Mr. Pandey, learned counsel appearing for the respondent argued in favour of the order on the following ground:

  1. It was submitted that the petitioner had signed the Power of Attorney nominating the respondents to act, take possession, create mortgage, to register property in the land registry or municipal records along with letter of continuity.
  2. It was argued that the petitioner is a director of the company and is liable for the acts and omissions of the company as the company is an artificial person that functions through natural persons.
  3. He further submitted that the notice was sent through e-mail. In addition, dasti service was also affected.
  4. He further submitted that the factum of divorce between the petitioner and Mr. Nitin Chawla is not relevant for the present petition. He submitted that the petitioner is the director of the Borrower company (M/s Chawla Iron Traders Private Limited) and was actively involved in the affairs of the company

Observation and judgement of the court:

 

The hon’ble bench of the court observed the following:

  1. The arbitral record does not indicate that any notice for the appointment of an arbitrator was sent to the petitioner.
  2. . The arbitral record also indicates that a notice dated 01.02.2016 was sent to the petitioner at two addresses- one at A–156, Second Floor, Meera Bagh, Delhi –110087 and the second at B–5/12, Paschim Vihar, Delhi–110063.
  3. It is seen that there is a specific noting against the name of the petitioner indicating that she had refused service of the notice. However, it is pointed out that the said noting is against her first address and there is no such noting against her second address
  4. It is important to note that that the Arbitral Tribunal had proceeded on the basis that the petitioner had refused service of the notice. But, there is no evidence or any material to indicate that the petitioner had refused service of the notice sent to her at her Paschim Vihar address.

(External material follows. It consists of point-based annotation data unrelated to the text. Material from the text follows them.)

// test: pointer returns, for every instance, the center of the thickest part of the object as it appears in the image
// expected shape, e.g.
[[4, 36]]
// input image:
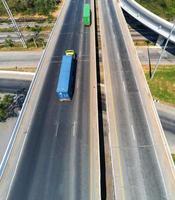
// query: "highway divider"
[[95, 180]]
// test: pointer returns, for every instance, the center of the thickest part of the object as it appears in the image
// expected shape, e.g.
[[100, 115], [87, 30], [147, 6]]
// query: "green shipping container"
[[87, 15]]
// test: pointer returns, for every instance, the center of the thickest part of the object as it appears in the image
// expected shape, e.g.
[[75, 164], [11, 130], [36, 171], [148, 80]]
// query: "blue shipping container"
[[65, 85]]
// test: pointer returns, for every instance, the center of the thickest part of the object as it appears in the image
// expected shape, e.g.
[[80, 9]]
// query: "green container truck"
[[87, 14]]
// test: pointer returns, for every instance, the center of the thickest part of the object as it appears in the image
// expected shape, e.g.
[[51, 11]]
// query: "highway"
[[55, 160], [11, 85], [136, 168]]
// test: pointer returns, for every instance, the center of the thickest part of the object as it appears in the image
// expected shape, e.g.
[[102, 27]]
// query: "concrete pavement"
[[133, 126]]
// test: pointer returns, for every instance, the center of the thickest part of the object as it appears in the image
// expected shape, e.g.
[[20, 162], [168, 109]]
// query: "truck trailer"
[[66, 79], [87, 14]]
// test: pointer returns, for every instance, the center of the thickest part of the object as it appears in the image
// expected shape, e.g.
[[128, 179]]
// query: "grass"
[[162, 8], [163, 85]]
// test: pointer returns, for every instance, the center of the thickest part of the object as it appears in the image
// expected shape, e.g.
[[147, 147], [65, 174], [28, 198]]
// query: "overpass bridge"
[[149, 19], [54, 151]]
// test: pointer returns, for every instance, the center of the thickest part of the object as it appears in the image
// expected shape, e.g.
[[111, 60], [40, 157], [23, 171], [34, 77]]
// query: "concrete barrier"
[[152, 21]]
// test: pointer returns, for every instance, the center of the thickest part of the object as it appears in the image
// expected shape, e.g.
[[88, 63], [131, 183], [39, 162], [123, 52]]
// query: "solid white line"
[[133, 132], [124, 86], [74, 128], [56, 130]]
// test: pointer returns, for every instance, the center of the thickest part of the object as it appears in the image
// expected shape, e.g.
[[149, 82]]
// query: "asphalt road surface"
[[141, 177], [19, 59], [11, 85], [167, 118], [55, 161]]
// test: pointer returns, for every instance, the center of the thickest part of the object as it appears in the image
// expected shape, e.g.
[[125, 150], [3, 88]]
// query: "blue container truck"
[[66, 79]]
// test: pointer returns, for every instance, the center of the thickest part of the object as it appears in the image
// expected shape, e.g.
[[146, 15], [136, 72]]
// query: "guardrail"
[[28, 97], [152, 21]]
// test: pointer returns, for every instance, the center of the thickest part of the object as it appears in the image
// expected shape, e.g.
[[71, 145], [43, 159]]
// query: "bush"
[[8, 42]]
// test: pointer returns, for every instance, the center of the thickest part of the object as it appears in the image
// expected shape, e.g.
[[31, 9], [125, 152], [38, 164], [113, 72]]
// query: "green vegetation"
[[163, 8], [5, 102], [163, 85], [42, 7]]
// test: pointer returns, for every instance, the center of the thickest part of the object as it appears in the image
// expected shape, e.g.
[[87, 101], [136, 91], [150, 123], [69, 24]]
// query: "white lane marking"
[[133, 132], [74, 128], [56, 130], [124, 86]]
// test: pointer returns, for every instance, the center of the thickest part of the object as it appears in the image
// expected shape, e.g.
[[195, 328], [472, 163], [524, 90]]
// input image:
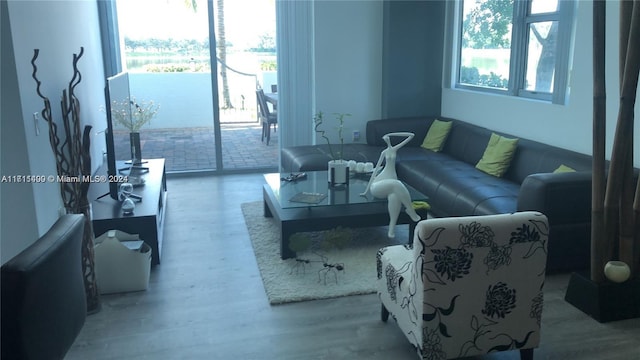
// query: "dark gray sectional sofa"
[[456, 188]]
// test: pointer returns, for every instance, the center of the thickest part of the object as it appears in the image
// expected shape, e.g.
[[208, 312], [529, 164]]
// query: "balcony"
[[183, 130]]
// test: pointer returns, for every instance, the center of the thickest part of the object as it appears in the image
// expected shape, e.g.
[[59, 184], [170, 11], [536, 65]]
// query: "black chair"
[[265, 115], [44, 304]]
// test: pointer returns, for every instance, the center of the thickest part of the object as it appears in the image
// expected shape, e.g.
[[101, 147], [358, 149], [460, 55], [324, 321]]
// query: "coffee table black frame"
[[311, 217]]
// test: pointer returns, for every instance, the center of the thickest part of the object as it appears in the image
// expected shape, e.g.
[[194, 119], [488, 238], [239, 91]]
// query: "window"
[[515, 47]]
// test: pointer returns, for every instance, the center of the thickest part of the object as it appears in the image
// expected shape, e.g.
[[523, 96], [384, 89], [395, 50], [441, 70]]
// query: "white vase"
[[617, 271], [338, 173]]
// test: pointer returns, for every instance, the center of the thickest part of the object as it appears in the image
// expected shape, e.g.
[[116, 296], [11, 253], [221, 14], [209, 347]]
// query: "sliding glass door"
[[200, 62]]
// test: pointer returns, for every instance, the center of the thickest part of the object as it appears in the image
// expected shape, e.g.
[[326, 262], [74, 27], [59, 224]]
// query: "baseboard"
[[605, 301]]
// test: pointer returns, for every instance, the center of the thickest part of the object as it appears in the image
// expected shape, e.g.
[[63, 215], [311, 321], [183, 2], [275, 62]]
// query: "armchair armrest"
[[417, 125], [565, 198]]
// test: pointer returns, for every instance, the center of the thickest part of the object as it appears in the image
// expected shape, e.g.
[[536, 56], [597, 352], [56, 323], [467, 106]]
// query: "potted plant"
[[338, 167], [133, 115]]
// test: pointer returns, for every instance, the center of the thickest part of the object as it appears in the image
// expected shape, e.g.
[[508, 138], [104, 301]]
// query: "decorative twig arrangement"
[[73, 164], [616, 201]]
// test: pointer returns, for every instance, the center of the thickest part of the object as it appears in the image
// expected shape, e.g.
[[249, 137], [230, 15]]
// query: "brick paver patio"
[[193, 149]]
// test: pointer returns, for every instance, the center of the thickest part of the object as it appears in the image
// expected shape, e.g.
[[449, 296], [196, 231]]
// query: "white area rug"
[[291, 281]]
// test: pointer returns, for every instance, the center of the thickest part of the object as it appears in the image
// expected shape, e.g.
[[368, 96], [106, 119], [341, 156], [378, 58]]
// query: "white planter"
[[338, 173], [617, 271]]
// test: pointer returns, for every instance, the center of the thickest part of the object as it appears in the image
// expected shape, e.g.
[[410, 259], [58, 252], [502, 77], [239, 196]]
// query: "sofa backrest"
[[376, 129], [43, 298], [467, 142]]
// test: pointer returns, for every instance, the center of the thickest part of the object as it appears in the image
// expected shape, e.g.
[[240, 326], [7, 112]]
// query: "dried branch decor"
[[73, 161]]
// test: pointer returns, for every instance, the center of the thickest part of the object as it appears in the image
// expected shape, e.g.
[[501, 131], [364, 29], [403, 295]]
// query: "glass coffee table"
[[309, 204]]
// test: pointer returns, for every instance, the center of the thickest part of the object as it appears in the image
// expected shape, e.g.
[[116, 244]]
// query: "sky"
[[245, 20]]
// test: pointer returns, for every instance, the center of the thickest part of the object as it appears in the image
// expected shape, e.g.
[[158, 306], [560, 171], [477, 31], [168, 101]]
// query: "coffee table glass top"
[[314, 191]]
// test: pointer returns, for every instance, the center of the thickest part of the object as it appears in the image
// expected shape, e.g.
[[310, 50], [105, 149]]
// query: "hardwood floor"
[[206, 301]]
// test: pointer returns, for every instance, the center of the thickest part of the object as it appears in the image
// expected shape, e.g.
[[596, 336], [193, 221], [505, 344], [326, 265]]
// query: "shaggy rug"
[[350, 270]]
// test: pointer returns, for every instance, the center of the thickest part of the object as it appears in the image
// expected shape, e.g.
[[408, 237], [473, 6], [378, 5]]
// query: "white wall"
[[348, 62], [568, 126], [58, 29]]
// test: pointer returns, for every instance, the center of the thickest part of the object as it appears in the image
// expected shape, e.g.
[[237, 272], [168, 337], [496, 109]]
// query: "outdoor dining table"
[[271, 98]]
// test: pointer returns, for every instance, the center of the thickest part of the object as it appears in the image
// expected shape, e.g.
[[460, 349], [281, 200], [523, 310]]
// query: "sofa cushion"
[[437, 135], [455, 188], [497, 156]]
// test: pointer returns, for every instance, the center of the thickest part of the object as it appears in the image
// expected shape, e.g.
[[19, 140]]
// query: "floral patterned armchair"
[[468, 285]]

Based on the above circumstances the court found that there is merit in the contention that the record does not clearly establish that the petitioner had in fact received notice of the proceedings at the said address. Thus, the impugned award insofar as the petitioner is concerned, was set aside.

The court further clarified that the respondents are at liberty to institute fresh proceedings against the petitioner.